The greatest and most dire of these erasures came with World War II: As a young West German, Buchloh found that both enlightened art criticism and informed art practice—as defined by their cognizance of the prewar legacies of Constructivism, Dada, and Surrealism—were still devastated into the ’70s, but on the heels of the otherwise leveling products of global commerce, effective substitutes were arriving from America. That recognition fueled Buchloh’s suspicion of efforts to overcome that traumatic amnesia through fantasy narratives couched in purely German terms (which has made him such a compelling countervoice to the cults surrounding Joseph Beuys and Anselm Kiefer), and it drew him, in an act of self-exile from the overhang of atavistic European nationalisms, to the New World source of those substitutes. Finding, however, an equivalent provinciality in relation to Europe, he set about, with greater success than any other figure, to break down the barriers of ignorance that blocked awareness of a Manzoni alongside a Rauschenberg or, conversely, an Asher alongside a Buren. Europeans had early on shown themselves to be discerning consumers of advanced American art, but, at the time of Buchloh’s first major interventions in the late ’70s. the traffic remained largely one-way. What reciprocal cosmopolitanism North Americans now possess owes much to his positioning himself between the two cultures.
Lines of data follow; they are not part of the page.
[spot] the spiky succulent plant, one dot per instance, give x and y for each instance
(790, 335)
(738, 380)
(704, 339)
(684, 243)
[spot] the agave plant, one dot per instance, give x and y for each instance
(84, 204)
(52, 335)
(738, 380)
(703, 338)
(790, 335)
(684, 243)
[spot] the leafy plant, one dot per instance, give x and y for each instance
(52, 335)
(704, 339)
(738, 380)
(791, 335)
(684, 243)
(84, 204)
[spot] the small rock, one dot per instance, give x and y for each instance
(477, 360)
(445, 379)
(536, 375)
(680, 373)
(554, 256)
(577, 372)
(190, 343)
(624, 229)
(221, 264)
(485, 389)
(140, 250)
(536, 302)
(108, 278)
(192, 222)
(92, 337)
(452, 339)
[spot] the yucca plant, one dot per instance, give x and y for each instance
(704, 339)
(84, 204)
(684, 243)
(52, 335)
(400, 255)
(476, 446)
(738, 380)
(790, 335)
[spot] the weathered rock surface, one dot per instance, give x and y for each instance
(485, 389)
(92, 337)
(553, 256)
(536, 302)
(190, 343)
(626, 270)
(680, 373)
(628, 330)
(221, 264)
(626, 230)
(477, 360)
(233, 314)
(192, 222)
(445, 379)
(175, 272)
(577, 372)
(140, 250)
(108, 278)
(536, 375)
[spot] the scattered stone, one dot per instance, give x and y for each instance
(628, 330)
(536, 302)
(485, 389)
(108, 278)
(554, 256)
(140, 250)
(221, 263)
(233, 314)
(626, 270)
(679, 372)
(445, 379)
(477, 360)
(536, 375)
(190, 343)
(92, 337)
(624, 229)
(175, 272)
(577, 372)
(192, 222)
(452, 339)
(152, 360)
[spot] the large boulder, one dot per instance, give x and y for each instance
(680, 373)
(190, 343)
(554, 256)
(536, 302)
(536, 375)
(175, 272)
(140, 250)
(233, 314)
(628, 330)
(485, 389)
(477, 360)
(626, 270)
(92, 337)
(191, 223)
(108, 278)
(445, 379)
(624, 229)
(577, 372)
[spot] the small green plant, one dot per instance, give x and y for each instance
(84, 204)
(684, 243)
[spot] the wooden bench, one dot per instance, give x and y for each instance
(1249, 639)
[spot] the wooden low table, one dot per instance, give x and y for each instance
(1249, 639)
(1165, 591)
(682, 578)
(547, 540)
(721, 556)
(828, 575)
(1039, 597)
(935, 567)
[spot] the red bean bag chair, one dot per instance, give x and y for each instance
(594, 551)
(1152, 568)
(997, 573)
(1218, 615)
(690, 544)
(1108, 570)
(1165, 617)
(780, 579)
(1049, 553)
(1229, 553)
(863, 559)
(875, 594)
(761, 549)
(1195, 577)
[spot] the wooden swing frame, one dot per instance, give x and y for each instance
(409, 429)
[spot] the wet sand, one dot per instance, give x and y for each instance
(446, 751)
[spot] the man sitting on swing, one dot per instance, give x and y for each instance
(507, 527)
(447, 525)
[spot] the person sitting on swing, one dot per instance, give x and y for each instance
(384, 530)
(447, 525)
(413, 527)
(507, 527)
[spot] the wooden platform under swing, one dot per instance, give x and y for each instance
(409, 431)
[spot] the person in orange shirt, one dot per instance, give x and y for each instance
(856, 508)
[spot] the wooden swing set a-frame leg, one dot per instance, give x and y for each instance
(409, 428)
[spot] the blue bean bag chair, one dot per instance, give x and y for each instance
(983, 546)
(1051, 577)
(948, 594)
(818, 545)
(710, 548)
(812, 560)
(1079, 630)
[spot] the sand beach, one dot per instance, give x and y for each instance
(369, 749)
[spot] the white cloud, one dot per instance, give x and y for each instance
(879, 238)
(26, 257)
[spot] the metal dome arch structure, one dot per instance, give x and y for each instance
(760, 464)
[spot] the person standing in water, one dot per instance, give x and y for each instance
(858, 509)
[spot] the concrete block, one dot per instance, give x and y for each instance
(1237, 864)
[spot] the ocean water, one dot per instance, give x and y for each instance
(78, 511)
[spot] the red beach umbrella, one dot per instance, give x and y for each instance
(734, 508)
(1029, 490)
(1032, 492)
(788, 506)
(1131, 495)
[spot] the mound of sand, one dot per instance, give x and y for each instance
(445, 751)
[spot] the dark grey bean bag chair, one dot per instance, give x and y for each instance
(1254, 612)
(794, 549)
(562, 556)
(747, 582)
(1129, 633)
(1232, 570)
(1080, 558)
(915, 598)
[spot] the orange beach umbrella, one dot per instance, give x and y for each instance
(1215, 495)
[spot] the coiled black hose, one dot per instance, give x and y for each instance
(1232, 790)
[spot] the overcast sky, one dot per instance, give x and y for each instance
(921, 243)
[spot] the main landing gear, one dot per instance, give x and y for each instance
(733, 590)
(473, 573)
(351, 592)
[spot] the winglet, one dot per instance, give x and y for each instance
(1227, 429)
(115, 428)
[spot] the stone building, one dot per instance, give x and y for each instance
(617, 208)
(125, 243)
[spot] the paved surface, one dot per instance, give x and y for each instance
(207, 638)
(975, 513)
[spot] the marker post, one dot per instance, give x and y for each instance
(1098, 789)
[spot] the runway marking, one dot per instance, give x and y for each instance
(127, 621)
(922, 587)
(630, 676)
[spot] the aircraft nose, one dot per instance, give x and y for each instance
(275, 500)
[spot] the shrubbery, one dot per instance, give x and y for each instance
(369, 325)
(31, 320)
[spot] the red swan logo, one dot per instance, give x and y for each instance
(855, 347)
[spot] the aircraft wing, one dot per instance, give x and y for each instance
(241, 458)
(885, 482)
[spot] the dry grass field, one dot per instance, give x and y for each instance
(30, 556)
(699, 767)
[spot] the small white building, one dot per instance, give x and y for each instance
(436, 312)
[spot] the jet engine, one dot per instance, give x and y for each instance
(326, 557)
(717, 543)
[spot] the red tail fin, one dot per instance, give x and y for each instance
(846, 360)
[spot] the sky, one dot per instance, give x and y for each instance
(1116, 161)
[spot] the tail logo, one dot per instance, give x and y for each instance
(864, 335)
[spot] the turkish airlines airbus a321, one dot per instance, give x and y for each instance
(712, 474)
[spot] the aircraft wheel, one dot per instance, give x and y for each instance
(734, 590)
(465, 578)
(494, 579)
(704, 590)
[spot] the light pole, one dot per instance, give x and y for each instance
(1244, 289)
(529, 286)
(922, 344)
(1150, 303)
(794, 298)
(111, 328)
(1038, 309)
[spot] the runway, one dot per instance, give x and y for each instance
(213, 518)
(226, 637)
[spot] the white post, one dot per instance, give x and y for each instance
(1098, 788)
The present volume provides an intense record of that passage as well as documents a further intellectual transformation since the mid-’80s, one on which Buchloh soberly reflects in his introduction: Beginning with work on Haacke (himself always in a hybrid German-American position) and more recently on Richter, Buchloh writes, “I have focused on the aesthetic capacity to construct the mnenomic experience as one of the few acts of resistance against the totality of spectacularization.” In his introductory remarks, he is perhaps unnecessarily harsh on his younger self for concentrating so exclusively on the tasks of institutional critique; but it is true that the early essays assume that artist and critic are in step in advancing that “critical negation” to the exclusion of other values and effects, while the later essays do not. And the gains in range and clarity are manifest, without corn promise to the principles that animate an early intervention like the Asher essay but sometimes run aground in explicating a subject, such as Broodthaers, with whom Buchloh’s ideas and values were at the time so deeply entangled that his analysis verged on becoming a tautological replica of its ambiguous object. By contrast, using to acute diagnostic effect the basic categories established in his affirmation of critical practice from the beginning of the last century—deskilling, seriality, the readymade, the monochrome, the commodity as evacuated allegorical device—he has written the single most insightful account, cutting through all the moralizing triviality, of Andy Warhol, an artist with whom he shares little beyond a common intelligence in their understanding of the power and necessity of these devices.

This expanding, exploratory range has not, however, taken over from the patient explication of artists whose work shares Buchloh’s own consciously diagnostic project: One of the latest and most incisive essays included here excavates the (until now) overlooked legacy of Robert Watts; it continues Buchloh’s long-standing campaign to acknowledge and restore the record of Fluxus practice, which has suffered occlusion at the hands not only of historians but of later Conceptual artists jealous of their claims as innovators. Despite the mass of writing included in the volume and its impending companion, Buchloh shows no sign of relaxing his vigilance against historical amnesia. As no other writer comes close to his stamina in this effort, one still on an upward trajectory, we must count ourselves fortunate to have him.

—————————

Benjamin H.D. Buchloh, Neo-Avantgarde and Culture Industry: Essays on European and American Art from 1955 to 1975 (Cambridge, MA: MIT Press, 2001), 532 pages.